O papel da Igreja já está presente. O Papa Francisco manifestou muito interesse no assunto das migrações e já há coisas concretas. Se pegarmos na Venezuela, as igrejas nos países à volta da Venezuela estão a montar centros de receção para receber os migrantes da Venezuela. Agora, algo semelhante está a acontecer na Guatemala. No Rio de Janeiro, onde estive há poucos dias, disseram-me que, no norte do Brasil, as igrejas já montaram centros de receção para refugiados, também. A Igreja está a fazer este papel sem fazer muito barulho.

Na Europa é mais difícil. O novo Governo italiano, por exemplo, pode ser um obstáculo.
Mas isso não quer dizer que a Igreja não possa ajudar os refugiados. Até o próprio Papa. No Vaticano, há centros onde refugiados e sem abrigo podem vir para tomar banho, cortar o cabelo, etc. Em vários lugares de Itália, as igrejas locais, mosteiros e conventos abriram as suas casas para receber refugiados, tomar conta deles e ajudá-los. A Igreja não é um governo…

Mas devia intervir mais na diplomacia mundial?

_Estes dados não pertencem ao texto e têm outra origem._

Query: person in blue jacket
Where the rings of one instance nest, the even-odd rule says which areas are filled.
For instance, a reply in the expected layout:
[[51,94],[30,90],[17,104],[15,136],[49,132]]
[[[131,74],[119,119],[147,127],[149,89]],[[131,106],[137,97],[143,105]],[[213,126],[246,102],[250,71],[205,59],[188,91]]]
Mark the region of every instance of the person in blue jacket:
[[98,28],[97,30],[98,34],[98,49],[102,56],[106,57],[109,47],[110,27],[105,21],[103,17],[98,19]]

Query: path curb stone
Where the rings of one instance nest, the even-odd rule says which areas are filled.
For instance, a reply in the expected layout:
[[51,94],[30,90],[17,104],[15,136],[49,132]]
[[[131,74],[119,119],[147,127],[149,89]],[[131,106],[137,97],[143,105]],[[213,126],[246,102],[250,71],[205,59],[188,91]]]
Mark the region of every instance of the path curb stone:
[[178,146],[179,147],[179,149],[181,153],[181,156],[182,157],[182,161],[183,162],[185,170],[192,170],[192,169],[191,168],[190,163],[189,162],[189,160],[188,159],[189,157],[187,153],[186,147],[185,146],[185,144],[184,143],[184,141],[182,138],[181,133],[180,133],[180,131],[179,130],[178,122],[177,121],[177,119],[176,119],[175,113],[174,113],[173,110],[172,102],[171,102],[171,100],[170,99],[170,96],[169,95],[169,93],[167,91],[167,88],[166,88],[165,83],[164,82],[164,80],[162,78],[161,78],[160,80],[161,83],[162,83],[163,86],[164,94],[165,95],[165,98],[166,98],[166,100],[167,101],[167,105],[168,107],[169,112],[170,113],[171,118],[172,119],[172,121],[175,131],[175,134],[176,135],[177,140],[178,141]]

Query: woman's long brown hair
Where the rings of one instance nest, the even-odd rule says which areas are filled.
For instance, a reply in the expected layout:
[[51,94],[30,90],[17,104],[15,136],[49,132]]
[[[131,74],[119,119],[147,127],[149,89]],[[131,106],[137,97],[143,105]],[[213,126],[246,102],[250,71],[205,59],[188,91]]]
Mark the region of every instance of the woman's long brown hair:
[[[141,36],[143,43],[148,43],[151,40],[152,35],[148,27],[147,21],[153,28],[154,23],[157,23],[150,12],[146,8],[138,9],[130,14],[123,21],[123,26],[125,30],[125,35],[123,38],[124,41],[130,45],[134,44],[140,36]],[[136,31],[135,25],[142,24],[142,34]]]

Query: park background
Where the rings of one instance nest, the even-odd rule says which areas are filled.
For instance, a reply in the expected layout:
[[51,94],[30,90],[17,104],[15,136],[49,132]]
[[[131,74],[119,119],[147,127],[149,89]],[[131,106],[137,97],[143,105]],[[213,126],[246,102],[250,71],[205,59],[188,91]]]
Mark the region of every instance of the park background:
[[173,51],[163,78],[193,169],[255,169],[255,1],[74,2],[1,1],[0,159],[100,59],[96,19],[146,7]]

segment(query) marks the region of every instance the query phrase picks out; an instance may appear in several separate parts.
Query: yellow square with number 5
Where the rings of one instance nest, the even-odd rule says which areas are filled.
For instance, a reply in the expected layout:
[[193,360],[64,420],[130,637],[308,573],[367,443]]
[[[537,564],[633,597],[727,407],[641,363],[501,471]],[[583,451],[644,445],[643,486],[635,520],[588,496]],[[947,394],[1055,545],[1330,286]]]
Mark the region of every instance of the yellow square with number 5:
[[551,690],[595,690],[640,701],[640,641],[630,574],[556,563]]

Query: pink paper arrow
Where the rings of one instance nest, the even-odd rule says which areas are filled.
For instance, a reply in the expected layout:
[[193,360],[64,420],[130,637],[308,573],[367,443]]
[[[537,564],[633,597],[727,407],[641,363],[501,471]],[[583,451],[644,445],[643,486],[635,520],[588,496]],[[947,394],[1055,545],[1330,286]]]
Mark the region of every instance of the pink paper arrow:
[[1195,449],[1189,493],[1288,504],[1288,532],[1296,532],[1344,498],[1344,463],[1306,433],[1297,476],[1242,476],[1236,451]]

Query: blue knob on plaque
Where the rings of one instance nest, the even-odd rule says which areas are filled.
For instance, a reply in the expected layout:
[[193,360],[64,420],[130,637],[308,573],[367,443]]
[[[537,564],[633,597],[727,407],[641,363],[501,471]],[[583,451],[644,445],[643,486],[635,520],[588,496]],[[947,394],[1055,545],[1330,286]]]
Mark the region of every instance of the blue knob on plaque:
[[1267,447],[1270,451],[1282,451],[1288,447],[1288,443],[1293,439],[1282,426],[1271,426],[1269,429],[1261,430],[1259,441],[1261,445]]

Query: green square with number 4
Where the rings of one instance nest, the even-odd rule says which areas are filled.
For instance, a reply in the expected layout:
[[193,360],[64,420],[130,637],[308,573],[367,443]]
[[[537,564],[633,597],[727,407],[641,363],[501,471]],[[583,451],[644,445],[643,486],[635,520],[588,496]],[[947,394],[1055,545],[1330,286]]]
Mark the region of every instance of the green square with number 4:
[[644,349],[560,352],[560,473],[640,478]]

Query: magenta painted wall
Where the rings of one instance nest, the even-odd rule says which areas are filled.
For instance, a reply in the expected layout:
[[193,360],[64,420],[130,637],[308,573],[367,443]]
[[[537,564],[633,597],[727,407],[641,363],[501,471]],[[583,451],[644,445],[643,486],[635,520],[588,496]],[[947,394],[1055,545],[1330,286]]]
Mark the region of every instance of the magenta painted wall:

Não falemos de a Igreja intervir mais, falemos de os cristãos intervirem mais. Os membros da Igreja, que são os cristãos, são membros de governos, são políticos… Estes são os que não deviam apenas ir à missa, mas viver os princípios da fé e da Igreja no governo. Quando há cristãos que são parte de um governo e há uma discussão, não pode ser feita apenas do ponto de vista do governo. Alguns vão à missa e são voluntários na sopa dos pobres, mas depois quando vão para o Parlamento e discutem isto, também têm de discutir os assuntos a partir desse ponto de vista. Quem são os deputados? Quem são os governantes? São cidadãos. Alguns cristãos, outros não cristãos. Os cristãos têm de se fazer ouvir. Quando às vezes se fala da Igreja, parece que falamos de uma entidade diferente na sociedade. O Vaticano não vive onde estão os migrantes. Os migrantes estão nas igrejas locais, na Suíça, na Áustria, na Inglaterra, na Itália, na França, onde for. São os bispos locais, as igrejas locais, que lidam com este assunto. O Vaticano pode vir com linhas orientadoras, conselhos e apoio e o Papa Francisco tem feito isso. Mas é com os bispos locais, com os padres, a tarefa de serem capazes de pôr isto em prática.